Termite appears to be a financially motivated threat actor. “They’re attacking victims in different countries across different verticals,” says Jon Miller, CEO and cofounder of anti-ransomware platform Halcyon. “The fact that they’re executing without a theme makes me feel like they’re opportunist-style hackers.”  

Related:5 Questions Your Data Protection Vendor Hopes You Don’t Ask

Termite has hit 10 victims thus far, in sectors including automotive manufacturing, oil and gas, and government, according to Infosecurity Magazine.  

The group does have victims listed on its leak site, but it is possible there are more. “Maybe we could guess that there might be another handful that have paid ransom or have negotiated to stay off of [the] data leak site,” says Walton.  

Given the group’s aggression and opportunistic approach, it could conceivably execute disruptive attacks on other large companies.  

“Termite seems to be bold enough to impact a large number of organizations,” says Walton. “That is normally a risky tactic that really brings the heat on you much faster than just … hitting one organization and avoiding anything that could severely damage supply lines.” 

The attack on Blue Yonder caused significant disruption to many organizations.
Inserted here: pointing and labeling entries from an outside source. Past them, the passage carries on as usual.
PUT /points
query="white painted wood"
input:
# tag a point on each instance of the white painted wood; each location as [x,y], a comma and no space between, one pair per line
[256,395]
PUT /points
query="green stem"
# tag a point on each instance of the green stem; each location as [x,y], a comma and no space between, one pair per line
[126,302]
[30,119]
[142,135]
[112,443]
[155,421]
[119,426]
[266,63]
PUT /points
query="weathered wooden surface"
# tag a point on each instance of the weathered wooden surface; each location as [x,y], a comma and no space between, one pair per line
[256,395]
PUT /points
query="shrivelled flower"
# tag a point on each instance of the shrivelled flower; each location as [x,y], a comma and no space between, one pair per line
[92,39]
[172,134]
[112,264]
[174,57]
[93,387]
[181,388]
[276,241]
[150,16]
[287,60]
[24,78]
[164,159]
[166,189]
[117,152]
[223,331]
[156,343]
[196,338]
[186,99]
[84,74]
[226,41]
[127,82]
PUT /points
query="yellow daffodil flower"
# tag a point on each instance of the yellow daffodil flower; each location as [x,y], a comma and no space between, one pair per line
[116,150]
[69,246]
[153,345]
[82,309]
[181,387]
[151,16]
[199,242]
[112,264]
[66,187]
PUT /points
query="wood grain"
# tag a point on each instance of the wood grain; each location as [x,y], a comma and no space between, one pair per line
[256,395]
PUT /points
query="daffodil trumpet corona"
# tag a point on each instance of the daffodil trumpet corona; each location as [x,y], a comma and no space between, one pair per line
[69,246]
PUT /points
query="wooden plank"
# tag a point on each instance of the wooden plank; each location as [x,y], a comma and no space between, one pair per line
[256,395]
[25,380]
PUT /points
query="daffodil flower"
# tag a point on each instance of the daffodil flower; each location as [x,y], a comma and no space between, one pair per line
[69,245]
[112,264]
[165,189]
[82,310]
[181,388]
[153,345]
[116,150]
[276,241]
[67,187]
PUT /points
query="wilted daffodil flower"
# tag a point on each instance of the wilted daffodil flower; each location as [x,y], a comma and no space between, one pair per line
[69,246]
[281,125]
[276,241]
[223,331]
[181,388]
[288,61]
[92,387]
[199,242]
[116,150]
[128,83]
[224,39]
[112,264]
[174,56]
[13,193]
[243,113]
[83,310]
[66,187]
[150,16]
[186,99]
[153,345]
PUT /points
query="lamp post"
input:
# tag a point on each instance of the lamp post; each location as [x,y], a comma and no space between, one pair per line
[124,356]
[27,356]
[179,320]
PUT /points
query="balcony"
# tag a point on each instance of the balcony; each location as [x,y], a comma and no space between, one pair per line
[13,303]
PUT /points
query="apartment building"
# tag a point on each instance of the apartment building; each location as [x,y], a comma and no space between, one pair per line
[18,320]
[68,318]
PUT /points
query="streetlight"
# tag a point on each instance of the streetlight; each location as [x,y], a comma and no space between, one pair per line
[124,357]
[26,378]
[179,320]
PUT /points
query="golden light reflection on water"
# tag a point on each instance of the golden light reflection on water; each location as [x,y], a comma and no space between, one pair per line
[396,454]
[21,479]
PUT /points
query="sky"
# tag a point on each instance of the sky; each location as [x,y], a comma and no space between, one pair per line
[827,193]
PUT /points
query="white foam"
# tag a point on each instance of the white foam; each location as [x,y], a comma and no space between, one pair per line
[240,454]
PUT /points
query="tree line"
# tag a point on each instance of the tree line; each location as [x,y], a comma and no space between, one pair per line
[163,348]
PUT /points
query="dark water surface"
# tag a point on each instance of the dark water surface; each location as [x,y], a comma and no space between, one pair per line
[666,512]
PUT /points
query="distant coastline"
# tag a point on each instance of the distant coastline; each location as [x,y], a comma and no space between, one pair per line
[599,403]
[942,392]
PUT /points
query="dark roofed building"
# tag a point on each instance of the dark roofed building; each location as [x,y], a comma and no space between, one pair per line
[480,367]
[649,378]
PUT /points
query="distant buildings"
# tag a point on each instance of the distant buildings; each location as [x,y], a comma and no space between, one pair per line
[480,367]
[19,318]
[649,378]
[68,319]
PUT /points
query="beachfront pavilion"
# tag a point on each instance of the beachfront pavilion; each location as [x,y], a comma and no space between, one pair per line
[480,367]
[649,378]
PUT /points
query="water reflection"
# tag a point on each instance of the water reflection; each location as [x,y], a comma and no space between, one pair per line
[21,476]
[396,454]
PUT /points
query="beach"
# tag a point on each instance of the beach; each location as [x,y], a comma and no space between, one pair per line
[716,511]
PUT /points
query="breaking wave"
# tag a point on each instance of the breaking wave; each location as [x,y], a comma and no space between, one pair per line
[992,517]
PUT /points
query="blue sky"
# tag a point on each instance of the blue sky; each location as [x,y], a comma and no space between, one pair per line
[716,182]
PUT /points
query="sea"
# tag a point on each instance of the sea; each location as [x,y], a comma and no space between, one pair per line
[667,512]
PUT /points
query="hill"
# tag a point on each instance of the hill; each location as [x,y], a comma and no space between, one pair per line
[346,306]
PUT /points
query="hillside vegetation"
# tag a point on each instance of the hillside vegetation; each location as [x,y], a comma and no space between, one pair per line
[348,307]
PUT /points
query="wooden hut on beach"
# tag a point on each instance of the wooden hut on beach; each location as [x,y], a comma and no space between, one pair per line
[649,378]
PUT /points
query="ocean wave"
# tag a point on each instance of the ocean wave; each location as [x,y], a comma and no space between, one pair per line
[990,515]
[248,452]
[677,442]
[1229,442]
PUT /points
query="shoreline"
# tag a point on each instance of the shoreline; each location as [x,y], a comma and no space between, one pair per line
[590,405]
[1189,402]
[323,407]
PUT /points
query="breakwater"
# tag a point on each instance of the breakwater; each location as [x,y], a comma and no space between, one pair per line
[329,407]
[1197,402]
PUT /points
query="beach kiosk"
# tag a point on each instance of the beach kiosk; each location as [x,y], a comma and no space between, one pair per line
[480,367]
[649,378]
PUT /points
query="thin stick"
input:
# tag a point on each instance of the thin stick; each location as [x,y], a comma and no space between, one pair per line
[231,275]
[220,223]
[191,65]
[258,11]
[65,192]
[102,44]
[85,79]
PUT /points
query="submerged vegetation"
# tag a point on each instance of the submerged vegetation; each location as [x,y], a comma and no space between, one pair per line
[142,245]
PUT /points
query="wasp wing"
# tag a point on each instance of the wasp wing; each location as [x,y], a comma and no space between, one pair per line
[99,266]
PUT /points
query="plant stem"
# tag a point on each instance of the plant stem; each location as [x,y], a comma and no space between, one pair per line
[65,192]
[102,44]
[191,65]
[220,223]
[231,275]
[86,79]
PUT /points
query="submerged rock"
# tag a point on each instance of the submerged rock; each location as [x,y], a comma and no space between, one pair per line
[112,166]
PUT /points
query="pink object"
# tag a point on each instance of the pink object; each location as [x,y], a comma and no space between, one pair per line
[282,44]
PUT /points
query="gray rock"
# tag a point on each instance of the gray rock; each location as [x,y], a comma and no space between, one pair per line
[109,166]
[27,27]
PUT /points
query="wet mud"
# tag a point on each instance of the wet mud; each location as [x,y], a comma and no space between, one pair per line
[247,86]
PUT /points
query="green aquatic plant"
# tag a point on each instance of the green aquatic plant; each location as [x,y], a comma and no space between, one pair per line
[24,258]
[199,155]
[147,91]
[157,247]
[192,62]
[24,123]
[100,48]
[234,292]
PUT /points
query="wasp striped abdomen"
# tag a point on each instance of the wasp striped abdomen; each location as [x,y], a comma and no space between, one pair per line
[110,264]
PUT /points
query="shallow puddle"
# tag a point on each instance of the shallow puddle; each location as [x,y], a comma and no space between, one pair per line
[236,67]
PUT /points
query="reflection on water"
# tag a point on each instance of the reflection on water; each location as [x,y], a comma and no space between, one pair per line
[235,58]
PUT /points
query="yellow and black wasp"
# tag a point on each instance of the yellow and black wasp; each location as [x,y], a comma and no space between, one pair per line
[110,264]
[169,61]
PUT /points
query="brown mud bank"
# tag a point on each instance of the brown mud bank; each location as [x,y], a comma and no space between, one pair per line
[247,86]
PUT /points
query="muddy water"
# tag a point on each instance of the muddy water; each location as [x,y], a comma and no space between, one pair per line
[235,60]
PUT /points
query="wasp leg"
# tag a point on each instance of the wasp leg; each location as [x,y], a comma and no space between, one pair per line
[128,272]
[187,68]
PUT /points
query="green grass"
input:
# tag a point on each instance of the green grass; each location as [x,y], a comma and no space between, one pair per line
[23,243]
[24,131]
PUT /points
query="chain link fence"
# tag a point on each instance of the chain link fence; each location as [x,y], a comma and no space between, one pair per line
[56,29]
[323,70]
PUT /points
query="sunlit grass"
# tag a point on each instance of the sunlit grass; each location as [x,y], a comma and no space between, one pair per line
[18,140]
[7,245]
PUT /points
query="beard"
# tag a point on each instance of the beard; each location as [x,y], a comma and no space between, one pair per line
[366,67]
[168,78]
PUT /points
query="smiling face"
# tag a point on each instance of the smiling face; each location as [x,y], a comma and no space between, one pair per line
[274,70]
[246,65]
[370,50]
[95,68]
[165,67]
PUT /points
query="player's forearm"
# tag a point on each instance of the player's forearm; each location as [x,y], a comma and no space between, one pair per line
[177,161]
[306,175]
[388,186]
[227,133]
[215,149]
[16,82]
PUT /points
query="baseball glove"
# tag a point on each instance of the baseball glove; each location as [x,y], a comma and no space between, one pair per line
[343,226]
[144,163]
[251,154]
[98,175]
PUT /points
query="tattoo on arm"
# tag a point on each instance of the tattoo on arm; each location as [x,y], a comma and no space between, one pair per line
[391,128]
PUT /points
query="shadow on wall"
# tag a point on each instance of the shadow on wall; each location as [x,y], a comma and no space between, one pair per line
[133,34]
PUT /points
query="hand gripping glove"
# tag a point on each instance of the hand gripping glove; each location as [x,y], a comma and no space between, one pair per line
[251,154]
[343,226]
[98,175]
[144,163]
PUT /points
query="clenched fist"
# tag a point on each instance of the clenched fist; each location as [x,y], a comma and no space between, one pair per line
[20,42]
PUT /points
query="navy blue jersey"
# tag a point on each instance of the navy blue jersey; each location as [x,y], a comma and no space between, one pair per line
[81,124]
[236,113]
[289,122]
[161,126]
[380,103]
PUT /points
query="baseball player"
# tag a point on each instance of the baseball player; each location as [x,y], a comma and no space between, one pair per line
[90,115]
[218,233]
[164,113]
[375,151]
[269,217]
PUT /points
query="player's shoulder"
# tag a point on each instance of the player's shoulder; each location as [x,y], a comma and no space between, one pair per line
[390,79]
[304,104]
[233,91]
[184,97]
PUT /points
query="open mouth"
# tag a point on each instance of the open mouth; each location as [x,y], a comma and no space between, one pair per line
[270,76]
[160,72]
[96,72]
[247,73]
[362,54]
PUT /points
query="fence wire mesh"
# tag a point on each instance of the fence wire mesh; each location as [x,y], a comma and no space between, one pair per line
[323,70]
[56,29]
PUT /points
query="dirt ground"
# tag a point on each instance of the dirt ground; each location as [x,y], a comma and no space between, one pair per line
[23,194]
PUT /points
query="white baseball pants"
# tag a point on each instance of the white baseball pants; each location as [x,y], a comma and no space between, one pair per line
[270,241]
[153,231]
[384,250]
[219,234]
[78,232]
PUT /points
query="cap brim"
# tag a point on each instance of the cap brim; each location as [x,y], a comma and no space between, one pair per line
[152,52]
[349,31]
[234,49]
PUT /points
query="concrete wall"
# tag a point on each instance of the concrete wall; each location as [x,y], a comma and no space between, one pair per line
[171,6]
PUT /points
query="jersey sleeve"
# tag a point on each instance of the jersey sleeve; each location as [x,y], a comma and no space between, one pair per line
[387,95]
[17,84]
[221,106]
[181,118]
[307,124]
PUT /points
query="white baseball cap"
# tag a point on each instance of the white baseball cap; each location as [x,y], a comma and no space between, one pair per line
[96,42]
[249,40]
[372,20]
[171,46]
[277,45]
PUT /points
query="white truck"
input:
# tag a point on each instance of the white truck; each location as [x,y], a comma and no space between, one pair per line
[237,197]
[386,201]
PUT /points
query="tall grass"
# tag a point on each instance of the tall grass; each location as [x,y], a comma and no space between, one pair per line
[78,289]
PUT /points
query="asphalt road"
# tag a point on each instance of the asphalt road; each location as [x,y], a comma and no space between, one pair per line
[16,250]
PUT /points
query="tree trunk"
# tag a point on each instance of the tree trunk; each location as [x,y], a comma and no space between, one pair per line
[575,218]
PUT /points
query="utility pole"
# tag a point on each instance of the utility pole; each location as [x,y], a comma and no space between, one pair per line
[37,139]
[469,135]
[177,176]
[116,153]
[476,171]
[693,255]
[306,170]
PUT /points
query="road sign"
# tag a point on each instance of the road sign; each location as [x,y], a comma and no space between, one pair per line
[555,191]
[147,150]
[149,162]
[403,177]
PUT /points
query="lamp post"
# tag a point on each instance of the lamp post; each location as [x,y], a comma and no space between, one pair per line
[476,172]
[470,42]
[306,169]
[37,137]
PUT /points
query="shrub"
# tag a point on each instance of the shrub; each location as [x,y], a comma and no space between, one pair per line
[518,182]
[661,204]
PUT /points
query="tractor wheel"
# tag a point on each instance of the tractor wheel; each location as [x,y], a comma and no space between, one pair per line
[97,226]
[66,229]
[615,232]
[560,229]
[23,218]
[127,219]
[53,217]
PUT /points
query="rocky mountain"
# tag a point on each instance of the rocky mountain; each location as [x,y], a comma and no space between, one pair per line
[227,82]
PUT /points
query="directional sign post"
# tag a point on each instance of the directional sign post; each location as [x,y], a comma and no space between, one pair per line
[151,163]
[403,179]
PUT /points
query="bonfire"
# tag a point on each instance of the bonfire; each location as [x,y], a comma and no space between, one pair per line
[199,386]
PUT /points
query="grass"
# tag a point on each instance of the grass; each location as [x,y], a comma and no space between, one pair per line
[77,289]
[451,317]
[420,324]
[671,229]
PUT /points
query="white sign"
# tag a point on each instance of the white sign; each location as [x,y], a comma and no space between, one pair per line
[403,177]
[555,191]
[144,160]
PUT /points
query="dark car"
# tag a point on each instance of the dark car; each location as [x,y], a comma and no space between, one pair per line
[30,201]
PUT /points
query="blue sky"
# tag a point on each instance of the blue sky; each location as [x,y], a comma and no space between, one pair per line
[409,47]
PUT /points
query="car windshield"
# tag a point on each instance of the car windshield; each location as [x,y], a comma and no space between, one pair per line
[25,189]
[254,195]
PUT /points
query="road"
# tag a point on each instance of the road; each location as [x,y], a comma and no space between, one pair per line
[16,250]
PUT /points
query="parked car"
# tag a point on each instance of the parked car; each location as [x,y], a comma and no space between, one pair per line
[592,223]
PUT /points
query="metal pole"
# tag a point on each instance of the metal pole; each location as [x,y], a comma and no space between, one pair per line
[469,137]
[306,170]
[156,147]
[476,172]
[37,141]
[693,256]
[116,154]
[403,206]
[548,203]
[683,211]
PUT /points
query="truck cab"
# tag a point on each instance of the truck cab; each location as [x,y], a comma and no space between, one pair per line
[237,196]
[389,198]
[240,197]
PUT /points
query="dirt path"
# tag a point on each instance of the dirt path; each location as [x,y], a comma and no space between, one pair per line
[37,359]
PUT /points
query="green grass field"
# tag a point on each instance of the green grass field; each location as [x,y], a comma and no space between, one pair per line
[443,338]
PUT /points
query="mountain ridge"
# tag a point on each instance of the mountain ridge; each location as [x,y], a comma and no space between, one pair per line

Termite claims it has 16,000 e-mail lists and more than 200,000 insurance documents among a total of 680GB of stolen data, according to Infosecurity Magazine.  

The ransomware attack caused outages for Blue Yonder customers, including Starbucks and UK supermarket companies Morrisons and Sainsbury’s, according to Bleeping Computer.  

Termite’s exploitation of a vulnerability in several Cleo products is impacting victims in multiple sectors, including consumer products, food, shipping, and trucking, according to Huntress Labs.   

Related:Facing the Specter of Cyber Threats During the Holidays

Ongoing Ransomware Risks 

Whether Termite is here to stay or not, ransomware continues to be a risk to enterprises. “With certain areas of the globe being destabilized, we could see even more of these types of behaviors pop up,” says Manglicmot.  

As enterprise leaders assess the risk their organizations face, Miller advocates for learning about the common tactics that ransomware groups use to target victims.  

“It’s really important for people to go out and educate themselves on what ransomware groups are targeting their vertical or like-sized companies,” he says. “The majority of these groups use the exact same tactics over and over again in all their different victims.”